Small Victories by Anne Lamott
Anne Lamott is no stranger to dolling out sage advice about life, faith and writing. Small Victories is a celebration of just that — the small victories that we conquer in life that are easy to overlook but that truly change us. Through forgiveness, restoration and transformation we can cultivate light in even the darkest of situations.
The Life Changing Magic of Tidying Up by Marie Kondo
For me, sometimes reevaluating my life is as simple as cleaning my house. All of a sudden with laundry put away, grime slicked off the counters and crumbs vacuumed off the bed (the epitome of being an adult is eating in bed, right?) the topsy turvy things in life seem to right themselves. From giving your possessions a meaningful life, to which direction your socks prefer to face and finding enough inner quiet to determine what things spark true joy, Kondo’s cleaning manifesto lays out spotless directions to live a simple, beautiful life.
Tiny Beautiful Things by Cheryl Strayed
If you’re a lover of The Rumpus’s Sugar advice column, or really any other works by Chery Strayed (you may have heard of a little one called Wild), you’ll want to jump on Tiny Beautiful Things immediately. Life is not made up of just one fix it solution, which is the beauty of this book; it encompasses all the little problems, and the “best of” answers, that readers have submitted over the years. Think of this as a dictionary for all of the questions that come up in life.
Happier at Home: Kiss More, Jump More, Abandon Self-Control, and My Other Experiments in Everyday Life by Gretchen Rubin
Home should be your happy place: that is the premise of Gretchen Rubin’s follow up to The Happiness Project . The best part? This isn’t an unattainable theological kind of undertaking; Rubin has taken on the quest for a home based on simplicity, comfort and love, in just one school year, September through May. Rubin strikes a balance between philosophical ideas, memoir-style stories, experimentation and practical solutions to take on room after room and make home not just where the heart is but where the happiness is.
Radical Self Love by Gala Darling
As readers of her eponymous blog know, Gala Darling is not just a blogger, coach and social media powerhouse, she is also rhinestone encrusted spiritual unicorn. Her new book, Radical Self Love , is more than just a how-to for trying to find happiness, it addresses life at the source and encourages readers to find self-love and fulfillment to craft an authentic life and watch as success follows true passion.
Spirit Junkie: A Radical Road to Self-Love and Miracles by Gabrielle Bernstein
Spirit Junkie has become a go-to spiritual guide for the Millennial generation. Bernstein, who turned a life of partying and publicity into a life of ohms and openness, shares her path to transformation as a guidebook for those looking to overcome fear and find an inner excitement to take on life each and every day. OK, it may sound a little woo-woo, but Bernstein offers a fresh perspective on the idea of choosing love to a new generation in a more edgy and hip way.

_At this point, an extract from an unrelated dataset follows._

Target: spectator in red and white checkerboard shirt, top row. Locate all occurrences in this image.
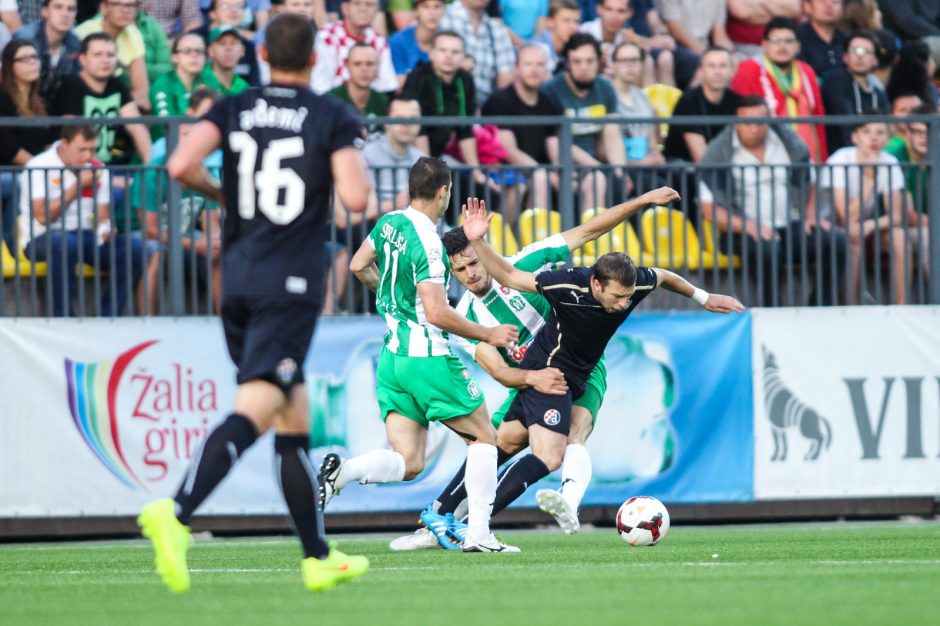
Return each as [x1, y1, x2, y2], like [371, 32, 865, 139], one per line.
[310, 0, 398, 94]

The Gifts of Imperfection by Brené Brown
If the more lovey self-help is just not for you, there’s a good chance The Gifts of Imperfection is. Based in sociology and fact-driven research, Brown presents her theories of human worth and authenticity through extensive research on vulnerability, shame and empathy. Don’t let the title deceive you, the book’s perspective on psychological balance and how to attain emotional health in an evidence-based manner is refreshing. Want a sneak peek? Check out Brown’s TedxHouston talk from 2010.